Except a few above mentioned nuances, the ASRock FM2A85X Extreme6 was flawless when working with nominal and overclocked settings. Like the two mainboards we tested earlier, it helped us increase the GPU clock rate to 1086 MHz, the CPU clock rate to 4.5 GHz and the memory clock rate to 1867 MHz. We also adjusted memory timings.

Everything is just like with the other mainboards, except in the idle mode. The ASRock FM2A85X Extreme6 turns off Cool’n’Quiet technology when the CPU is overclocked. As a result, the frequency multiplier is lowered, as in the nominal mode, but the voltage doesn't drop and remains high.

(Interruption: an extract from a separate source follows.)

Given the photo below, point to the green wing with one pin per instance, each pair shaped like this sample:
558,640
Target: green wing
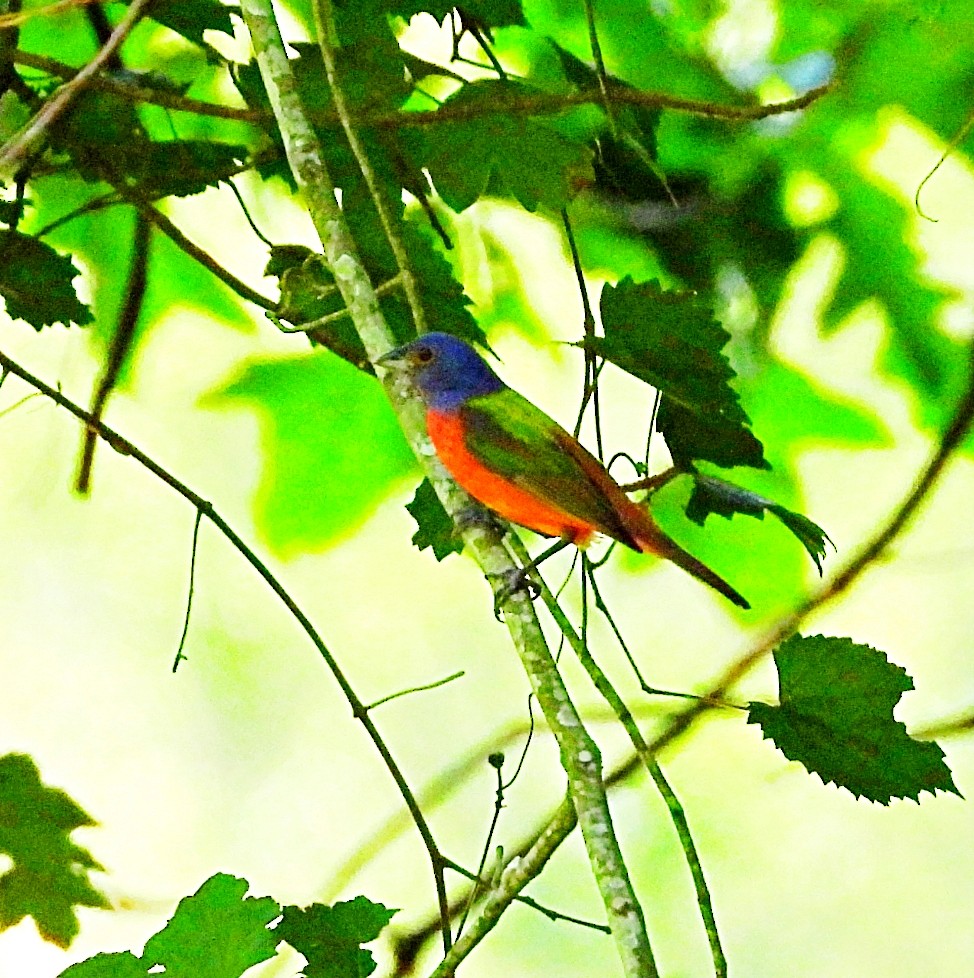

Summing up this part of our review, we want to make it clear that we do not recommend overclocking Socket FM2 CPUs period. As we explained in our review of the Gigabyte GA-F2A85X-UP4 mainboard, raising the clock rate of the integrated GPU doesn't increase the system power consumption much, yet this increase is permanent and sticks  in the idle mode. This overclocking may lead to a performance reduction in computing tasks, and there are no significant benefits in terms of 3D graphics performance. Overclocking the CPU itself doesn’t improve performance much in computing tasks, either, and is useless for 3D applications and games, but the higher clock rate and voltage result in an exceedingly high power consumption of the overclocked system. Therefore we recommend avoiding to overclock the CPU, both - its x86 and graphics cores, but do recommend to increase the memory clock rate. This won’t affect the computer power draw but will have a positive effect on performance in every type of applications, especially in games.

We only overclock all system components in our tests because we want to check out every capability of the reviewed mainboard. Our report wouldn’t be complete without information about overclockability. Moreover, overclocking helps to test a mainboard efficiently. If it works without any problems with nonstandard settings, we can guarantee that it's going to ensure stable and problem-free operation for a long time in the nominal mode. Overclocking all components is not a goal but a means to test a mainboard comprehensively. So again, we recommend you to only overclock system memory on Socket FM2 platforms and leave the other clock rates at their nominal values.